Reactionary Muslims are to love and peace what Tony Blair is to socialism! Digressing her but just reading in the Times about his big fat property portfolio.

Lilygran Sun 16-Sep-12 10:44:44

Lost for words!

Greatnan Sun 16-Sep-12 10:46:21

Come on, Lilygran - do give us the benefit of your thoughts - otherwise, why bother posting? We are not mind readers!
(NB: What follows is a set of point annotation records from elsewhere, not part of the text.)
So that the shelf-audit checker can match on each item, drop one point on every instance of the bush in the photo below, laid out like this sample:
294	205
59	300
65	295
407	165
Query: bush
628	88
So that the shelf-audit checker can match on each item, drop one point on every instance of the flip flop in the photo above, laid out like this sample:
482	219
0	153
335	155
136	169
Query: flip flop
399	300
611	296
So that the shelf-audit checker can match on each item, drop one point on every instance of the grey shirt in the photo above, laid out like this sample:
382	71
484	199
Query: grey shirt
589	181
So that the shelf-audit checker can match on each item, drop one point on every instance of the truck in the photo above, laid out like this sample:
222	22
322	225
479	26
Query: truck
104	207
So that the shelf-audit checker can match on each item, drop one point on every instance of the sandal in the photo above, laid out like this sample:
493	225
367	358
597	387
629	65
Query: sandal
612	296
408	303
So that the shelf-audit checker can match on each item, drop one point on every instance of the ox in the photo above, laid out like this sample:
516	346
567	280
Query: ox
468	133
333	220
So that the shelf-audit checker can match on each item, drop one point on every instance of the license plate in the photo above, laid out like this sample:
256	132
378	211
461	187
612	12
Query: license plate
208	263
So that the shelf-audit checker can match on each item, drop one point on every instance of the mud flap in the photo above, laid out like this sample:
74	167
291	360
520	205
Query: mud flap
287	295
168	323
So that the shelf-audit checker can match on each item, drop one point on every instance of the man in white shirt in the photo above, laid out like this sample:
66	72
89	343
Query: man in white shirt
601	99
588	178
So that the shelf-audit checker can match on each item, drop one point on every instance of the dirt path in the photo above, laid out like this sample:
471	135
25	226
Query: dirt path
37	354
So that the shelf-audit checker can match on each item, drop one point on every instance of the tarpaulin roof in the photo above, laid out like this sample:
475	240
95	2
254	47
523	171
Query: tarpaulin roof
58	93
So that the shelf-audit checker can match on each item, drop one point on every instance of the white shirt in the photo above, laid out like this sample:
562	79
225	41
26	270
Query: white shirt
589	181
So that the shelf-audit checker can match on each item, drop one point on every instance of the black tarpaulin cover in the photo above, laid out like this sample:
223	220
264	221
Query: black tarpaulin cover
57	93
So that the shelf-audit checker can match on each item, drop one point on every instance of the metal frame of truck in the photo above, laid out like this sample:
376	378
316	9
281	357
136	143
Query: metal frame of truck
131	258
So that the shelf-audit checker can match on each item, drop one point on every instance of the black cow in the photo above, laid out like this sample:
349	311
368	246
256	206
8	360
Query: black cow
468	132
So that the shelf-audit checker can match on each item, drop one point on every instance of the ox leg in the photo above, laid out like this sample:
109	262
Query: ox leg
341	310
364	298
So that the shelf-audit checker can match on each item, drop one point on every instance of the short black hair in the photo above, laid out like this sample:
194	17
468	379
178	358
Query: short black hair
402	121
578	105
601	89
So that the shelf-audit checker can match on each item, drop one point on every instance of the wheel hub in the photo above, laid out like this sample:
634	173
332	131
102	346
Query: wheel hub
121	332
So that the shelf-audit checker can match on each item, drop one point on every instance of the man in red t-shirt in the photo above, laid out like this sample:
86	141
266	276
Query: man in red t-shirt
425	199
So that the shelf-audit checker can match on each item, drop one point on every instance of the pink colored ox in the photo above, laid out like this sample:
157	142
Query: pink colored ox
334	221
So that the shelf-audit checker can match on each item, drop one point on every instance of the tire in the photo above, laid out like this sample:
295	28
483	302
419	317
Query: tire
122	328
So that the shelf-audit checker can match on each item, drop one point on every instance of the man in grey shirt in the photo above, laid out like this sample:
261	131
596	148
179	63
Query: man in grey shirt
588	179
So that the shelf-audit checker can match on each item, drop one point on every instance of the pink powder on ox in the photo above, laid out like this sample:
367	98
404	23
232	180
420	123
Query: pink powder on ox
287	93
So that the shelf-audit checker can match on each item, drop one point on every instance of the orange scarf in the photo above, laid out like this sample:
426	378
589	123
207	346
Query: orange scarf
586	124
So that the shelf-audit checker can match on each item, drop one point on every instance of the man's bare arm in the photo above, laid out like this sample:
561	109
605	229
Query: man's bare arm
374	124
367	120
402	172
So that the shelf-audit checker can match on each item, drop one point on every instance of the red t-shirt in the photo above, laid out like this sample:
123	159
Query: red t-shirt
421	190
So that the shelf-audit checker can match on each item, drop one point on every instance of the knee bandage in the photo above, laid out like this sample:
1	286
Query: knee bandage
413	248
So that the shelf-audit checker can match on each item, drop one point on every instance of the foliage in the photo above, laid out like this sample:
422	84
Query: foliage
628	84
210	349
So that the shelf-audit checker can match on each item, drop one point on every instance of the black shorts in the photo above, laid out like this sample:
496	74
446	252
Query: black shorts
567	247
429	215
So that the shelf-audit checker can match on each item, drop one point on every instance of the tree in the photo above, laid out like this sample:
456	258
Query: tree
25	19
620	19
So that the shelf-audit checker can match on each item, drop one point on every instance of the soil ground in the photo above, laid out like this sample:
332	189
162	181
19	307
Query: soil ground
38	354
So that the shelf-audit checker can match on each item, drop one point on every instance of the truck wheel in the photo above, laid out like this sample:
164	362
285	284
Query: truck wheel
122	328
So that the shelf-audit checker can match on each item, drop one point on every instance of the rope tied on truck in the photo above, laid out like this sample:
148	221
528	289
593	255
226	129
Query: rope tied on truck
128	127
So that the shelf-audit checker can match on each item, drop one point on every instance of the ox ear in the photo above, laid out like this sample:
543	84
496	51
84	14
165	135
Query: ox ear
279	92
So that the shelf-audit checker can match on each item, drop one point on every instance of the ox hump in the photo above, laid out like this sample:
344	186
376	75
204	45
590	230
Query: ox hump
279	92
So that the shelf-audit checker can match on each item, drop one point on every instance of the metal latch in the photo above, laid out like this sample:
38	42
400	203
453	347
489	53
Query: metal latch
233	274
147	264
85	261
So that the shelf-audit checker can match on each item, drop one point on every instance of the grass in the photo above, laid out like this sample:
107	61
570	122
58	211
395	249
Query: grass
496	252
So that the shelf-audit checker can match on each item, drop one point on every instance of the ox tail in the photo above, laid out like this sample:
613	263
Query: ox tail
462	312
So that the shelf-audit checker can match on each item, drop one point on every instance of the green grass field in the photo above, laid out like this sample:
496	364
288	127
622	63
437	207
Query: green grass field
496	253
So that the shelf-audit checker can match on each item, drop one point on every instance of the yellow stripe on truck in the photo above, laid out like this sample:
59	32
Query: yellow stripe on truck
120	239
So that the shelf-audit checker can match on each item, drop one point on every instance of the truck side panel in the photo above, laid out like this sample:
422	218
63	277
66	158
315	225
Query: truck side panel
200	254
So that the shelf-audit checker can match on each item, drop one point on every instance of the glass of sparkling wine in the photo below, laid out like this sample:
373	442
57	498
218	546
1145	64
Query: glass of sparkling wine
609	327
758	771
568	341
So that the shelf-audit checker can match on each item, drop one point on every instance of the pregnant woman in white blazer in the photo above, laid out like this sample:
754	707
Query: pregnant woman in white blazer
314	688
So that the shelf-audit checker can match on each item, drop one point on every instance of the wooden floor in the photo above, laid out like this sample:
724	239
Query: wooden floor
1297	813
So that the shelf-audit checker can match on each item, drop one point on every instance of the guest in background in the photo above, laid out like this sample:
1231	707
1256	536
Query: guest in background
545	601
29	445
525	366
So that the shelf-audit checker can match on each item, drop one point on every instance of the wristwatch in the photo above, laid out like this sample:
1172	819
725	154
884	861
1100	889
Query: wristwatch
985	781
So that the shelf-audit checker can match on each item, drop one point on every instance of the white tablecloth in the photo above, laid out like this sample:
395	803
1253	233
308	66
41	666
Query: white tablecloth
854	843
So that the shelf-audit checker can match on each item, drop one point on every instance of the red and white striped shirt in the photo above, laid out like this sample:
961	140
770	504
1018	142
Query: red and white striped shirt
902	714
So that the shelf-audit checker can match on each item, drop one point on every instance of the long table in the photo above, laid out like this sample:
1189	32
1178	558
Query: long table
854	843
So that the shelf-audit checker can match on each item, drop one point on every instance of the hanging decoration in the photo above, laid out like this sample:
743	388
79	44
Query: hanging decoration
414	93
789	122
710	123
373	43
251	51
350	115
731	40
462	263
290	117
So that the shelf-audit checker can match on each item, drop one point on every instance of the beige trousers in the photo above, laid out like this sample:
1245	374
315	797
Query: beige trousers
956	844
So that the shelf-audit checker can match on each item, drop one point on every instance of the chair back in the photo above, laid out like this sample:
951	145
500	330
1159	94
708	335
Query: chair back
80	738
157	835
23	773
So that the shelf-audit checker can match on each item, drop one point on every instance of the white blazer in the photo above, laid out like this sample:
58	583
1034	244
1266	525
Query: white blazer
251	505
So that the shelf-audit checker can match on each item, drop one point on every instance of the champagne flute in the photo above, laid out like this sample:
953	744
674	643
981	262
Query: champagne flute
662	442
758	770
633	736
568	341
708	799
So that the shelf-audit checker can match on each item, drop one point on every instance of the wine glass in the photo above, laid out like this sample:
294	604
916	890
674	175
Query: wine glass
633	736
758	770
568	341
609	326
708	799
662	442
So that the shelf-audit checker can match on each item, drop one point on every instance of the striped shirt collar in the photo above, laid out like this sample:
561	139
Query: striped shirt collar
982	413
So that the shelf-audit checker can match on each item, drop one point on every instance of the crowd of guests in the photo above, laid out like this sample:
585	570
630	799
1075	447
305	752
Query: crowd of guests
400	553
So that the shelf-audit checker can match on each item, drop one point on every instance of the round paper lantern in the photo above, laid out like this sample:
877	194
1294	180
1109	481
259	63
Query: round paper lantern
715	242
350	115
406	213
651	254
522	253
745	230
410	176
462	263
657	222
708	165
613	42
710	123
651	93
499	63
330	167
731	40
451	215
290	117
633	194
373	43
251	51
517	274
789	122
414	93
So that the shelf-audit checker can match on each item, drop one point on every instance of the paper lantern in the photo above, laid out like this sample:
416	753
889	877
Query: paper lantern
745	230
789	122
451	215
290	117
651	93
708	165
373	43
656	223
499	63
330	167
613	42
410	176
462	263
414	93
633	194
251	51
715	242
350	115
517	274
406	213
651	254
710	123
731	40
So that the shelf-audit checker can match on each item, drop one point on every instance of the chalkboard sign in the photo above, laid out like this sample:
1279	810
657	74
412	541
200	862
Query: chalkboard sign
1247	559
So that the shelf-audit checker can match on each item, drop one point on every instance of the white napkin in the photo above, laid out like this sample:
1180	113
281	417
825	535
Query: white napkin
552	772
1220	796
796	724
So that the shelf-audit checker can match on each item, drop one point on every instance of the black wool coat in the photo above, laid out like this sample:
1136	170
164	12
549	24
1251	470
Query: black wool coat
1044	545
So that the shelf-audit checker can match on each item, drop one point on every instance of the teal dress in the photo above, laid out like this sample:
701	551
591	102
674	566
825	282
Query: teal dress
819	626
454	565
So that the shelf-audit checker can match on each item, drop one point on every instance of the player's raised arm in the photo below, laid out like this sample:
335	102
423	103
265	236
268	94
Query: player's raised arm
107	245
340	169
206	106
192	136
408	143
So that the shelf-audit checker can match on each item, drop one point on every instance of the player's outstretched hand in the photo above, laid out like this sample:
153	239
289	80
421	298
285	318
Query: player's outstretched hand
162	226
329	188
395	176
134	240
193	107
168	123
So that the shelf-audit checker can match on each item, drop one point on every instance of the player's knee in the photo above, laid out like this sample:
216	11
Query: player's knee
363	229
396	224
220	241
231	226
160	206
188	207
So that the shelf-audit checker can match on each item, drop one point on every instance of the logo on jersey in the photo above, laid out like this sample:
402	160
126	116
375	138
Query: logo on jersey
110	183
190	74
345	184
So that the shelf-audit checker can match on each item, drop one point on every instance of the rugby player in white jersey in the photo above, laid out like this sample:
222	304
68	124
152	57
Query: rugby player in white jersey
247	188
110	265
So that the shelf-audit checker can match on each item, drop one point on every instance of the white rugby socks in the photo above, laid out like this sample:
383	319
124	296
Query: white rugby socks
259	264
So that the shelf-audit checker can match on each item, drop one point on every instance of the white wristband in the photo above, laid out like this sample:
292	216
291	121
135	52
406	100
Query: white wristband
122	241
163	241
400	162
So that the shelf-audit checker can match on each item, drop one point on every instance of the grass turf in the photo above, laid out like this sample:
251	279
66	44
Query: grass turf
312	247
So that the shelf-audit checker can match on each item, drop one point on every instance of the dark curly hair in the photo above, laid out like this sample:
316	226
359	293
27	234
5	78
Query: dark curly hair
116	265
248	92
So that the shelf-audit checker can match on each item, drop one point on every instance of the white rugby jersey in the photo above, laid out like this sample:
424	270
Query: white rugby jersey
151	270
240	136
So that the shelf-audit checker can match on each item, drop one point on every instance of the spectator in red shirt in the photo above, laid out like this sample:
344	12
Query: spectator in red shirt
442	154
absentgrana Sun 16-Sep-12 10:57:34

Although the three so-called great religions have much in common, I think for both Jews and Moslems their religion has a greater immediacy than Christianity does for Christians. Certainly for many Jews when they talk of Abraham and Isaac, it is as if they are discussing close relatives who have recently died. I think most if not all Moslems bitterly resent insults to the Prophet in exactly the same way as they would resent insults to a member of their family. I know there have been instances of extreme offence taken about what Christians view as blasphemy – that Martin Scorsese film, for example, and that talk show opera thing on the television – but generally they just shrug their shoulders and ignore it. While I am far from condoning these acts violence spreading across the Moslem world, I think we actually fail to understand the strength of genuine feeling generated by such things as the Danish cartoons and the American movie trailer.

Greatnan Sun 16-Sep-12 11:00:36

I think you have pin pointed the big problem, absent - we don't understand the Muslim mind. All of us would resent insults to our family, but we would not murder the perpetrator.

JO4 Sun 16-Sep-12 11:29:05

Agree with jane. It's the individuals practicing the religion who mya be inclinded to love and peace - or not.

But Sharia law doesn't exactly strike me as being loving, or even sensible. (I think that's part of muslim-ism, isn't it?)

JO4 Sun 16-Sep-12 11:30:08

sorry for bad typing. shoudl be doing other things! blush

Bags Sun 16-Sep-12 11:56:00

Nick Cohen is right in this article: Nothing, however vile, justifies censorship

No religion is a religion of love and peace only. All of them have some stupid and/or restrictive rules, and all of them contain members who seem to be ever on the look out for opportunities to take offence at something or other.

vampirequeen Sun 16-Sep-12 12:25:49

All major faiths teach love and tolerance. Unfortunately they also have ambiguous verses in their Holy Books that can be translated to mean whatever someone wants them to mean.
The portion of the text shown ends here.